59 なかなか妙な男でね
プリブの一件が起きてから、レイチェルはその捜索に奔走していた。
アヤのことも加わり、寸暇もないここ数日。
「プリブやアヤちゃんのことはもちろん、この船の社会的組織やそれを動かしている中心人物のこと。前提として、それも知っておいて欲しい。少し長い話になるけど、いい?」
「もちろん。チョットマの身体に障りさえしなければ」
「じゃ、チョットマ、休憩したくなったら言ってね」
「もう、大丈夫だって。でも、了解。ありがとう」
チョットマが快活に答えた。
「まず会ったのは、この母船の船長、キョー・マチボリーという男」
あけぼの丸の船長から紹介してもらったという。
この人を最初に選んだのは、船長という立場が中立的な位置ではないかと考えたからだし、宇宙船の中で起きたことに対して、公平な目で見ているのではないかと考えたから、だという。
そんな前置きをしてレイチェルが語り始めた。
「なかなか妙な男でね。三日前……」
私は母船スミヨシの、つまり街の中央部にそびえる柱の中にいた。
宇宙船の構造を支える柱は街の至る所に立っているが、中央のそれはことさら巨大で、直径はゆうに百メートルを超えている。
構造柱であると当時に、宇宙船を動かす組織の数多のオフィスも兼ねている。
あけぼの丸の船長オーシマン。
彼に連れられ、その柱の中にある特別なエレベーターで数百メートル登って行った先には、街を見渡す展望デッキがあった。
街の天井に張り付いているような格好で、いつもの街がまるでジオラマのように見えた。
ここで待つように言われ、手近なスツールに腰を下ろした。
誰もが入れる場所ではない。
いたることろに武器を携えた監視員が立っている。
街を見下ろして。
彼らの目が自分にも注がれているのを感じて、居心地はよくない。
ただ、それほど待たされることはなかった。
モーター音がしたかと思うと、部屋の中央、天井から螺旋階段がくるくる回りながら降りてきた。

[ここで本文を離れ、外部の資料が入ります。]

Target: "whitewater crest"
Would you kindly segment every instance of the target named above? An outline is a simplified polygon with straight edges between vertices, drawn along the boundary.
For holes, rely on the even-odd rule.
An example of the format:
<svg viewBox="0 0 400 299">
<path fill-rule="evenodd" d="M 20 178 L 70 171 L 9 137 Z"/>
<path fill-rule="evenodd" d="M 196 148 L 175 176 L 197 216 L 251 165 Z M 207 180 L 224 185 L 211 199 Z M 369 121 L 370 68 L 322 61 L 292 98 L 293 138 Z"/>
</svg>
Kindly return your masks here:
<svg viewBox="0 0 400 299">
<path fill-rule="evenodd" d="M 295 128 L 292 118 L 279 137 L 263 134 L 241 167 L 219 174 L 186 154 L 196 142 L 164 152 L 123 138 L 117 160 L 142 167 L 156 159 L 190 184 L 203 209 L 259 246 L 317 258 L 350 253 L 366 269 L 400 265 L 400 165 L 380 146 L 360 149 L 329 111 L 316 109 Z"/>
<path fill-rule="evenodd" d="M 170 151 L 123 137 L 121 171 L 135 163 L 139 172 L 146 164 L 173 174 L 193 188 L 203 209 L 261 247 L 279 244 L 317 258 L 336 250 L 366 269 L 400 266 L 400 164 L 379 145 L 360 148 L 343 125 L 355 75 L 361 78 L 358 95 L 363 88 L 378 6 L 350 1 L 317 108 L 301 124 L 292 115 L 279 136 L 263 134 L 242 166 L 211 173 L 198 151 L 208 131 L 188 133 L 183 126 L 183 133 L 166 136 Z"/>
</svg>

階段に立ったオーシマンが、メリーゴーランドのように回っている。
「お待たせした。こちらへ」
オーシマンの横に立つと、階段はすぐさま上昇を始め、やがて天井内に収まって止まった。
先には短い通路があり、明らかにセキュリティーチェックをするのであろうゲートが物々しく並んでいる。
突き当りには、無表情な係員がこちらを見つめている。
気後れする様子もなく先を行くオーシマンについて、私もゲートをくぐっていった。